Mitochondrial Metabolism Modulates Differentiation and Teratoma Formation Capacity in Mouse Embryonic Stem Cells

• Published in: The Journal of biological chemistry Vol. 283; no. 42; pp. 28506 - 28512
• Main Authors: Schieke, Stefan M., Ma, Mingchao, Cao, Liu, McCoy, J. Philip, Liu, Chengyu, Hensel, Nancy F., Barrett, A. John, Boehm, Manfred, Finkel, Toren
• Format: Journal Article
• Language: English
• Published: United States Elsevier Inc 17.10.2008; American Society for Biochemistry and Molecular Biology
• Subjects: Animals; Cell Differentiation; Cell Line; Cell Nucleus - metabolism; Embryonic Stem Cells - cytology; Male; Membrane Potentials; Metabolism and Bioenergetics; Mice; Mice, SCID; Mitochondria - metabolism; Models, Biological; Oxygen - metabolism; Oxygen Consumption; Protein Kinases - metabolism; Teratoma - metabolism; Teratoma - pathology; TOR Serine-Threonine Kinases
• ISSN: 0021-9258; 1083-351X
• DOI: 10.1074/jbc.M802763200

Relatively little is known regarding the role of mitochondrial metabolism in stem cell biology.
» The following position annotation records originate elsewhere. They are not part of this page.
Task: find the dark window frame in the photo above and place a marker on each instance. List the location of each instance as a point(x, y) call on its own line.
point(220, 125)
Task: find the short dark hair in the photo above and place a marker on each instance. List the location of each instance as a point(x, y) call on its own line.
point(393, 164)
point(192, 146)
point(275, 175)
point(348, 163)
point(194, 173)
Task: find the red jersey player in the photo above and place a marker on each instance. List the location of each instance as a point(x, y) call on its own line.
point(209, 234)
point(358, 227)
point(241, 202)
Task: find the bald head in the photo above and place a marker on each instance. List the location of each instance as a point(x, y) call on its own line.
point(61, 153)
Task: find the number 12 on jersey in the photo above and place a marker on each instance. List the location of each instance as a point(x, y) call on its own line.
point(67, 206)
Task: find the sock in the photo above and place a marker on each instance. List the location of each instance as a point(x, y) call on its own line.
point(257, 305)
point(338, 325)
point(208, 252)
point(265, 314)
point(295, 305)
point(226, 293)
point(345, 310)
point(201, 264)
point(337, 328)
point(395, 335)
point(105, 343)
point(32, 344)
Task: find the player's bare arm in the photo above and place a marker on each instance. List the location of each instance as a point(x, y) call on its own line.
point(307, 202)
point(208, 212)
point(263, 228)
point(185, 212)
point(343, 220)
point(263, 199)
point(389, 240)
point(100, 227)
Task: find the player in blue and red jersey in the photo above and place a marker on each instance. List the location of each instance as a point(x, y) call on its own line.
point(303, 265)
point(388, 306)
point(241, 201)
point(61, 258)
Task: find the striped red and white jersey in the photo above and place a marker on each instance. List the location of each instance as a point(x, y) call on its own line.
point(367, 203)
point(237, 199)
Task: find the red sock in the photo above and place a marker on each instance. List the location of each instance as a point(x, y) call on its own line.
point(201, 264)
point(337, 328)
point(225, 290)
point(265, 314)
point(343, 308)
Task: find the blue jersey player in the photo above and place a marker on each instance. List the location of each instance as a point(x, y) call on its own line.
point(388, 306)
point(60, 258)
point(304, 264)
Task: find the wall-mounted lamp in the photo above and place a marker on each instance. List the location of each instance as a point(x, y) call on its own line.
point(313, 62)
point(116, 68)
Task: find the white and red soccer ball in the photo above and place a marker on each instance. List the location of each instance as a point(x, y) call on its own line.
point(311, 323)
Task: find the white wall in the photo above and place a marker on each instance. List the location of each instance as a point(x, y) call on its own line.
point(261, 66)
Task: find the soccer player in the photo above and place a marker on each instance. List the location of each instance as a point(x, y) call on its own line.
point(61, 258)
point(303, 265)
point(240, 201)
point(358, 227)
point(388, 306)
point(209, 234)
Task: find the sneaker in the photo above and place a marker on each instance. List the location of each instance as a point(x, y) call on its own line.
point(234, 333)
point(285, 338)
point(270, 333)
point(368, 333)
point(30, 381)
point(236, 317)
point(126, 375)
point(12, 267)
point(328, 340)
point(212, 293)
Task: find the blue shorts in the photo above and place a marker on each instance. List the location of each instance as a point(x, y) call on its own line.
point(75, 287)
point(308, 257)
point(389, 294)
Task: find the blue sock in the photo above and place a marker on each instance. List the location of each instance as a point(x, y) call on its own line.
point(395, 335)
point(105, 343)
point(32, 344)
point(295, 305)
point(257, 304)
Here we demonstrate that mouse embryonic stem cells sorted for low and high resting mitochondrial membrane potential (ΔΨmL and ΔΨmH) are indistinguishable morphologically and by the expression of pluripotency markers, whereas markedly differing in metabolic rates. Interestingly, ΔΨmL cells are highly efficient at in vitro mesodermal differentiation yet fail to efficiently form teratomas in vivo, whereas ΔΨmH cells behave in the opposite fashion. We further demonstrate that ΔΨm reflects the degree of overall mammalian target of rapamycin (mTOR) activation and that the mTOR inhibitor rapamycin reduces metabolic rate, augments differentiation, and inhibits tumor formation of the mouse embryonic stem cells with a high metabolic rate. Taken together, our results suggest a coupling between intrinsic metabolic parameters and stem cell fate that might form a basis for novel enrichment strategies and therapeutic options.